Corona-Demos in Augsburg und Dillingen: Polizei hofft auf friedlichen Verlauf

Corona-Demos in Augsburg und Dillingen geplant: Die nordschwäbische Polizei wird am Samstag sowohl an den Kundgebungsorten, als auch in der Augsburger Innenstadt präsent sein. Unterstützt wird sie dabei auch von Einsatzkräften der Bereitschaftspolizei (Symbolbild).

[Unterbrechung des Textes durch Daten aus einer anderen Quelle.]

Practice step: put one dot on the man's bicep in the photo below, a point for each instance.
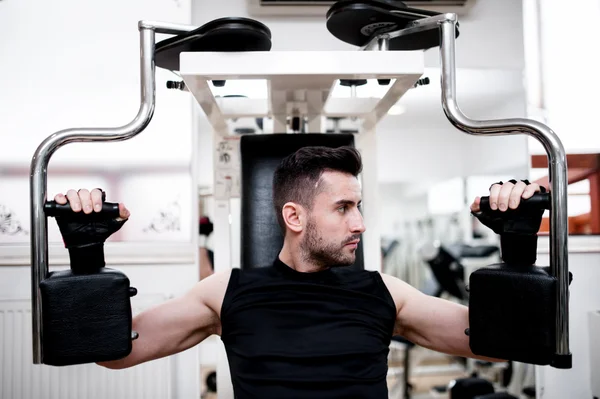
(175, 325)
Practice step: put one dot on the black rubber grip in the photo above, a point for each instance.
(109, 210)
(536, 201)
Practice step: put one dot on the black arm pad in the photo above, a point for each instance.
(519, 249)
(87, 259)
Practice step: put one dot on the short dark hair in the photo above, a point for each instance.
(296, 176)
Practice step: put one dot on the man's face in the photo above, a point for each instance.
(335, 223)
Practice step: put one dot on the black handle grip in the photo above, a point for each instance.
(109, 210)
(536, 201)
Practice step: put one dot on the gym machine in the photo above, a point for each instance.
(300, 85)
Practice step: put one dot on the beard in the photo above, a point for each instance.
(320, 252)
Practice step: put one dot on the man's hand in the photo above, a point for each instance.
(88, 201)
(507, 195)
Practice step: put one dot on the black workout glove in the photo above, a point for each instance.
(84, 237)
(517, 228)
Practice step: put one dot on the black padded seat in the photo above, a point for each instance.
(357, 21)
(261, 236)
(220, 35)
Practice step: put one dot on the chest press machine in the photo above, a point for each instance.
(70, 309)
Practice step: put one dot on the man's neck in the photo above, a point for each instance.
(292, 256)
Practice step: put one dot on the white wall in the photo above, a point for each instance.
(568, 65)
(490, 84)
(68, 64)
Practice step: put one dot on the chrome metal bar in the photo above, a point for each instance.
(412, 28)
(557, 165)
(166, 27)
(557, 160)
(38, 174)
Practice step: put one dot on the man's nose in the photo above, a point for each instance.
(357, 225)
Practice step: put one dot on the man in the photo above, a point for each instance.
(306, 326)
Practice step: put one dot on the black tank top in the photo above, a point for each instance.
(293, 335)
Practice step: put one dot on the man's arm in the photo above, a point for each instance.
(177, 324)
(430, 322)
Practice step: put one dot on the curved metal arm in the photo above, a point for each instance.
(557, 163)
(39, 164)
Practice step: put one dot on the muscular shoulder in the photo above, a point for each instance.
(211, 290)
(399, 290)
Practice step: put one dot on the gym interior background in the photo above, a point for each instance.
(69, 64)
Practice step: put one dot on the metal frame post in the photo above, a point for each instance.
(41, 158)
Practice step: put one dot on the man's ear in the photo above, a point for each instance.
(293, 216)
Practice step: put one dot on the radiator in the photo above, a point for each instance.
(21, 379)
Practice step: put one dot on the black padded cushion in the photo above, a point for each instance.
(220, 35)
(512, 313)
(470, 388)
(357, 21)
(86, 318)
(497, 395)
(261, 236)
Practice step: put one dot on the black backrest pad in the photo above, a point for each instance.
(261, 235)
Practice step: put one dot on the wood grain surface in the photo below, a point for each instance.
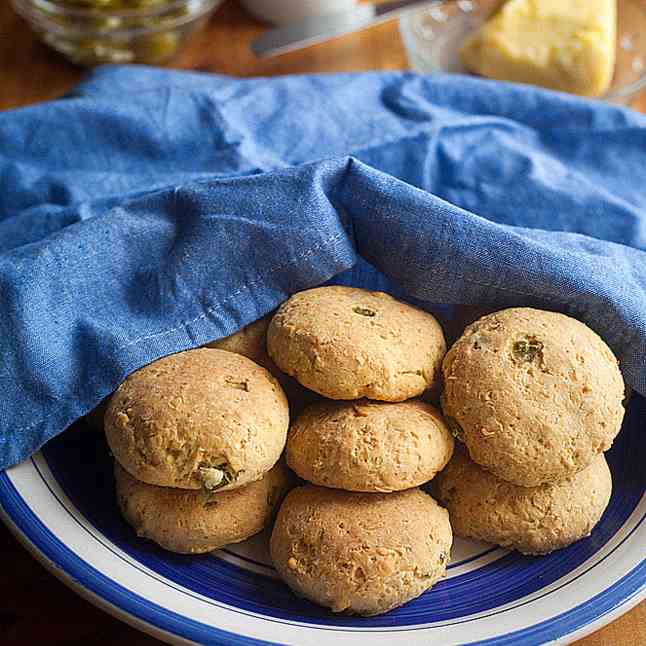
(34, 606)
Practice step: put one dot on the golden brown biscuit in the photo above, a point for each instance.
(251, 342)
(537, 395)
(369, 446)
(203, 418)
(348, 343)
(532, 520)
(360, 553)
(192, 522)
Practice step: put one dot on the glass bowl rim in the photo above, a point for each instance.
(53, 7)
(33, 12)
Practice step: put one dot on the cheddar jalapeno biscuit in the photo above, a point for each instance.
(369, 446)
(534, 395)
(360, 553)
(348, 343)
(204, 418)
(532, 520)
(193, 522)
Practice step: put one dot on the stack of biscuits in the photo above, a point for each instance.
(362, 537)
(534, 397)
(197, 439)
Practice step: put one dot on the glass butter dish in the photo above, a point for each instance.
(92, 32)
(434, 35)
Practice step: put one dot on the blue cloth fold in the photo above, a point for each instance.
(152, 211)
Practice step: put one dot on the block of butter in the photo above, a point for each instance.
(566, 45)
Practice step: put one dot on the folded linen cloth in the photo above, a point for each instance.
(152, 211)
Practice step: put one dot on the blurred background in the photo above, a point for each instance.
(45, 44)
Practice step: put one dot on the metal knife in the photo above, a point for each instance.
(319, 28)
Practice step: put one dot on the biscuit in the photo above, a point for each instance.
(193, 522)
(369, 446)
(203, 418)
(534, 395)
(348, 343)
(532, 520)
(360, 553)
(251, 342)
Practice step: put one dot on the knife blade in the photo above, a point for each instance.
(316, 29)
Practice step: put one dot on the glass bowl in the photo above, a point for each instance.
(433, 36)
(88, 35)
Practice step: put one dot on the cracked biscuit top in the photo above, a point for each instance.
(369, 446)
(534, 395)
(360, 553)
(204, 418)
(348, 343)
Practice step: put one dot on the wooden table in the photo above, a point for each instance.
(34, 606)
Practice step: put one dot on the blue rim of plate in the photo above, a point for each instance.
(74, 570)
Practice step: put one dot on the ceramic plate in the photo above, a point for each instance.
(61, 505)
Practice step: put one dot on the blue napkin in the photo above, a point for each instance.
(152, 211)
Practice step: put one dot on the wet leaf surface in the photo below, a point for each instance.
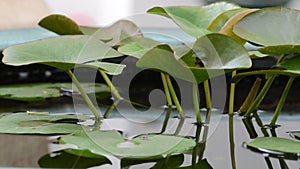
(112, 142)
(42, 91)
(63, 52)
(193, 19)
(39, 123)
(275, 144)
(71, 158)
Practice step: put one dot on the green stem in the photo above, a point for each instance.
(207, 94)
(111, 108)
(174, 96)
(166, 120)
(251, 96)
(282, 100)
(166, 89)
(231, 140)
(196, 103)
(85, 96)
(231, 95)
(113, 89)
(260, 96)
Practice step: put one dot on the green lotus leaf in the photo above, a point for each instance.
(40, 123)
(114, 34)
(275, 144)
(280, 49)
(60, 24)
(240, 76)
(192, 19)
(270, 27)
(42, 91)
(112, 142)
(217, 24)
(63, 52)
(173, 161)
(137, 47)
(296, 134)
(217, 52)
(71, 158)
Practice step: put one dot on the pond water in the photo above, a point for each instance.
(23, 151)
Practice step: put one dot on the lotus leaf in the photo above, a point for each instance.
(275, 144)
(112, 142)
(192, 19)
(40, 123)
(41, 91)
(63, 52)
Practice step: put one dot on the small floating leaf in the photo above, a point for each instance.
(192, 19)
(60, 24)
(24, 123)
(71, 158)
(63, 52)
(275, 144)
(108, 142)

Für den morgigen Samstag sind im Stadtgebiet Augsburg mehrere Versammlungen mit bis zu 50 Teilnehmern und eine große Kundgebung mit bis zu 500 Teilnehmern angemeldet. Der Schwerpunkt liegt am Nachmittag auf dem Plärrer-Gelände. Auf dem Rathausplatz finden keine Versammlungen statt. Auch in Dillingen wurde eine Versammlung mit bis zu 50 Teilnehmern angemeldet.

Die Polizei rechnet mit einem regen Interesse und einer großen Beteiligung der Bevölkerung an den Kundgebungen. "Am letzten Wochenende verlief der überwiegende Teil der Versammlungen problemlos und unter Einhaltung der geltenden Bestimmungen", so die Augsburger Polizei. Bei einer größeren Demonstration fanden sich jedoch mehrere hundert Personen am Rathausplatz ein, "wobei der vorgeschriebene Mindestabstand nicht mehr eingehalten wurde". Die Polizei betont: "Gerade aufgrund der Passantenströme zur besten Einkaufszeit am Samstag und der baulichen Begrenztheit erwies sich der Rathausplatz vor dem Hintergrund des Infektionsschutzes als ungünstig. Anhand dieser Erfahrungen wurde das polizeiliche Sicherheitskonzept überprüft und in Abstimmung mit der Stadt Augsburg als zuständige Versammlungsbehörde angepasst."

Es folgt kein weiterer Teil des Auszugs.